In a landmark ruling, a federal judge in June declared that the Minnesota Sex Offender Program unconstitutional. For the hundreds of patients currently confined to the two MSOP facilities, the decision offered some hope. The decision, however, was just the first step. It is now up to the state and the plaintiffs’ attorneys to reshape the program into what it should be.
The lawsuit, a class action filed in 2011 by MSOP patients against state officials and program employees, took a number of twists and turns over the years, though the same judge, the Hon. Donovan Frank, has handled the case since the beginning. Most of us think of class actions as personal injury lawsuits. The plaintiffs in those cases are looking for compensation from an automaker, for example, or a chemical company. This is different.
Here, the plaintiffs have been asking for the court to recognize that the laws that govern MSOP and the civil commitment process violate MSOP patients’ civil rights. They are not seeking compensation. They are seeking change.
Under current law, MSOP is a post-release program for convicted sex offenders. When a sex offender is nearing the end of his prison sentence, the Department of Corrections conducts an assessment to determine if there is a high risk that he will reoffend. If so, DOC sends his file to the county where he was convicted, and the county attorney decides whether he falls under the state’s definition of a sexually dangerous person or a sexual psychopathic personality.
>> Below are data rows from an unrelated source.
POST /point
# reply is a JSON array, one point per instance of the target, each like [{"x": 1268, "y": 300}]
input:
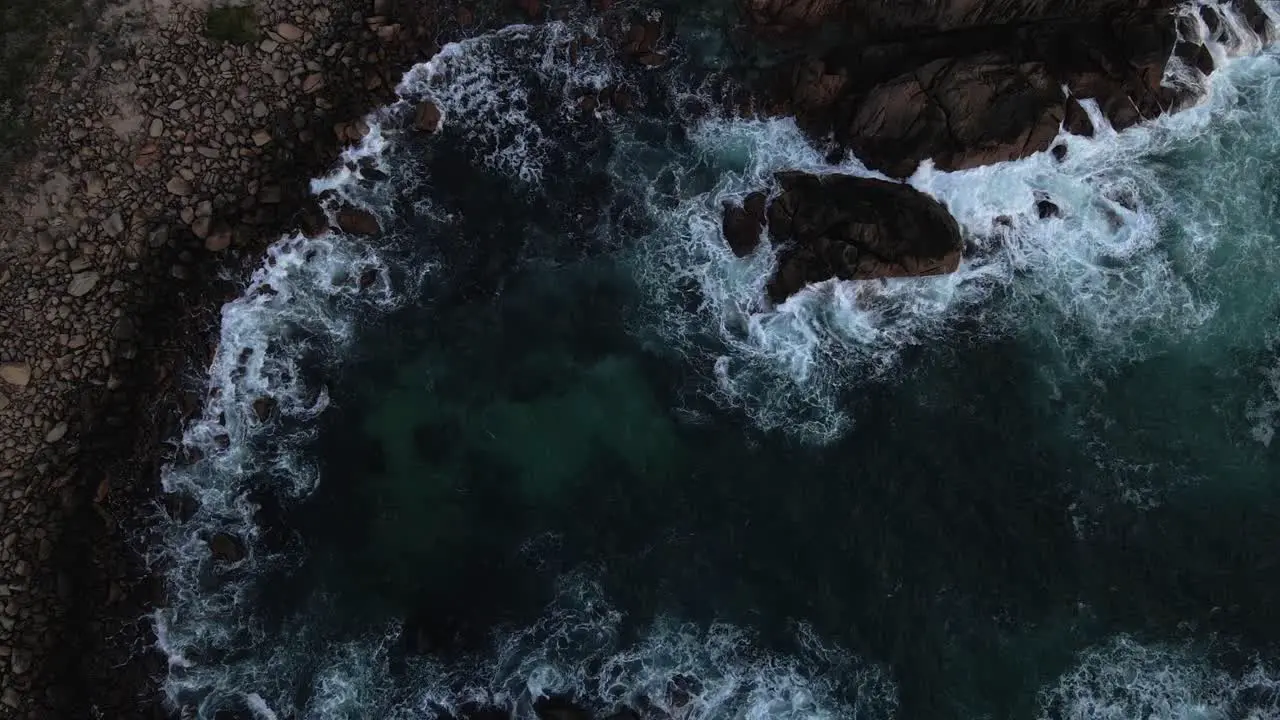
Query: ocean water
[{"x": 545, "y": 438}]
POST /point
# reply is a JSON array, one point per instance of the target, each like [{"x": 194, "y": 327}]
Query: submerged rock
[
  {"x": 225, "y": 547},
  {"x": 357, "y": 222},
  {"x": 849, "y": 227},
  {"x": 560, "y": 709},
  {"x": 744, "y": 223},
  {"x": 426, "y": 117}
]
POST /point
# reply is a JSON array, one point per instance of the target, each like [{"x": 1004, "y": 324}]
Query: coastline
[
  {"x": 160, "y": 164},
  {"x": 124, "y": 365}
]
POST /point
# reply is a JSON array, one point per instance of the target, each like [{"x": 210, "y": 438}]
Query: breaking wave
[
  {"x": 1132, "y": 264},
  {"x": 1127, "y": 679},
  {"x": 1102, "y": 283}
]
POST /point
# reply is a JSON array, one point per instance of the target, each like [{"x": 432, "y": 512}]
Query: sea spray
[
  {"x": 784, "y": 365},
  {"x": 1127, "y": 679},
  {"x": 1104, "y": 283}
]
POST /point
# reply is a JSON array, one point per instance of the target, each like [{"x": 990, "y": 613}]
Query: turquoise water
[{"x": 563, "y": 447}]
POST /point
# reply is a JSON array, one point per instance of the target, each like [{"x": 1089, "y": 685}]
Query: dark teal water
[{"x": 581, "y": 458}]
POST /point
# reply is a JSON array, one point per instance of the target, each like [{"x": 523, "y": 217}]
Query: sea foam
[
  {"x": 1125, "y": 679},
  {"x": 1100, "y": 286}
]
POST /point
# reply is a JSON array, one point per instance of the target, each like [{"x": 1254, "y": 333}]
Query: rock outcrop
[
  {"x": 849, "y": 228},
  {"x": 968, "y": 82}
]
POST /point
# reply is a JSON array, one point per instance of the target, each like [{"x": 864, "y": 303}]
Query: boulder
[
  {"x": 225, "y": 547},
  {"x": 357, "y": 222},
  {"x": 905, "y": 18},
  {"x": 560, "y": 709},
  {"x": 968, "y": 82},
  {"x": 16, "y": 373},
  {"x": 744, "y": 223},
  {"x": 426, "y": 117},
  {"x": 856, "y": 228},
  {"x": 787, "y": 17},
  {"x": 961, "y": 113}
]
At the county attorney’s discretion, then, he or she may initiate involuntary civil commitment proceedings. It is up to the county attorney to convince the court that the offender is sexually dangerous or is a sexual psychopath. If the court agrees, the offender is sent to one of the MSOP secure facilities upon his release from prison.
MSOP’s own website explains that the offender will be in the program for “an indeterminate period of time,” and this is the crux of the plaintiffs’ argument.